What about your marketing materials?  Did you know that promotional and marketing tools are likely covered by copyright protection?  If you display and/or distribute flyers to advertise your business and/or services a copyright notice should be displayed on each of those items in order to state your claim of ownership and better ensure that they will not be misused.

What about office procedures and forms?  Many businesses develop specific forms, checklists, and itemized lists for accomplishing company goals and/or to pinpoint problems within their business and then solve them.  Those various checklists and procedures are usually valuable to your business and could be valuable in the hands of your competitor.  The majority of these are covered by copyright.  Not only are these items protected by copyright, they may also be your businesses trade secrets.  It is important that these be kept confidential and that any of your employees and/or contractors are informed that they should be kept secret and not shared outside of the office.  Have employees sign confidentiality agreements that state as such.

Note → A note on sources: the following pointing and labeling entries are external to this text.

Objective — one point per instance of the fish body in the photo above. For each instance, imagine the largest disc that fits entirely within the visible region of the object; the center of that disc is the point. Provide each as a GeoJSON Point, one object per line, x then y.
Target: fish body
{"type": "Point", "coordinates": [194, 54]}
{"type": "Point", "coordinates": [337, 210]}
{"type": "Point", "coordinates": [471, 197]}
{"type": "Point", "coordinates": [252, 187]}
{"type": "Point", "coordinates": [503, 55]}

Many law firms, and I know from experience whether I was clerking as a law student or working as a contract attorney do not follow their own advice on these items.  Not to mention having confidentiality agreements in place regarding the use of client information, these agreements should go a step further and cover the law firms own intellectual property.

There are many things that you should consider when asking, “Are my business assets protected?”  Additional ones to consider are your website domain address, and more commonly considered, the business name itself.